Here is another example to support a custom matmul operator:

# file: custom_ops.py
def operator(x: torch.Tensor, w: torch.Tensor, h: float) -> torch.Tensor:
    out = torch.matmul(x, w)
    out = out.view(h, out.size(0) // h, out.size(1))
    return out

# file: main.py
import nnscaler
from custom_ops import operator
nnscaler.register_op('(h^ m^) kd+, kd+ n -> h^ m^ n', name='matmul_custom')(operator)

API Explained

def register_op(
    annotation: Union[str, Callable],
    name: Optional[str] = None,
    code_impl_pattern: str = 'import',
    emit_fn: Callable[[IRFwOperation, List[str], Dict[str, str], int, int, int], str] = None,
    transform_rules: Tuple[TransformRule] = None,
    input_gen_fn: Callable[IRFwOperation, List[torch.Tensor]] = None) -> Callable:
) -> Callable:
    ...

Register a function with dimension annotations.

This function is cooperated with nnscaler tracer.
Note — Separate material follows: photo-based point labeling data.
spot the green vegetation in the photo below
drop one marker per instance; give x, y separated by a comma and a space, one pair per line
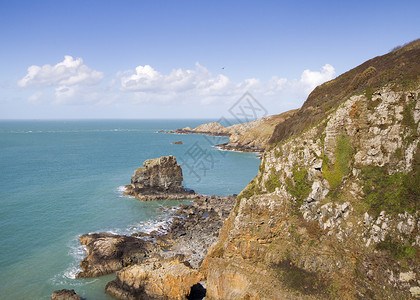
251, 189
399, 69
396, 248
299, 187
343, 155
369, 93
408, 119
218, 250
295, 278
394, 193
273, 181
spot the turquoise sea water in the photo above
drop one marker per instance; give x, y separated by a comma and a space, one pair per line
61, 179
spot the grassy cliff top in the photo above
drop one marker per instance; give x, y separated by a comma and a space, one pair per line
399, 68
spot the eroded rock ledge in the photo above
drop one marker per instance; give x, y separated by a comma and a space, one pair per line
159, 179
164, 264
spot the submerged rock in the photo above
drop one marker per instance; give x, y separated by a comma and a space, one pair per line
107, 253
65, 294
171, 279
159, 179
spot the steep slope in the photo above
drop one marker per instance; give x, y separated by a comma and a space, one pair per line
399, 68
334, 209
252, 136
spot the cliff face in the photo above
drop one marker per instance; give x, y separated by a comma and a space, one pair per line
251, 137
334, 209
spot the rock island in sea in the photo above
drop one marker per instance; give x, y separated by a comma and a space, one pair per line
159, 179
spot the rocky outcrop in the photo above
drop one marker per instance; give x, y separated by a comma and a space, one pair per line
159, 179
334, 210
107, 253
164, 279
65, 295
185, 239
253, 136
213, 128
247, 137
196, 227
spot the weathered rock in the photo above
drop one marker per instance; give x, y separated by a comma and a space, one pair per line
154, 280
65, 295
318, 222
197, 227
247, 137
107, 253
159, 179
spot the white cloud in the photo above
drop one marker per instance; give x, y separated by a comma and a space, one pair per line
147, 84
311, 79
66, 73
72, 82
Users can only register global functions(which are defined in a module level, instead of ones defined inside a function / class or main scope).

The annotation (annotation) specifies the number of inputs as *args, and treat all the rest inputs as **kwargs.

For tensor-type inputs, the annotation should be a string of identifiers separated by space, e.g., 'a b'; For non-tensor-type inputs, the annotation should be specified ‘?’.

This function can be used as a decorator or a function. Here are several Examples:

import nnscaler
from third_party import func

nnscaler.register_op('a (b c) -> (a b) c')(func)

or,

import nnscaler
from third_party import func

@nnscaler.register_op('a (b c) -> (a b) c')
def func(x, b = 4):
    ...

or,

import nnscaler
from third_party import func

def anno_fn(*inputs, **kwargs):
    return 'a (b c) -> (a b) c'

nnscaler.register_op(anno_fn)(func)

This function has the following parameters:

  • annotation (str | Callable): operator annotation, it can be:

    • op annotation: e.g., ‘a (b c) -> (a b) c’

    • a callable function that generates op annotation (str). The function taks inputs and kwargs as arguments and returns the operator annotation.

  • name (str | None): operator name. Only usable when node_repr is a string.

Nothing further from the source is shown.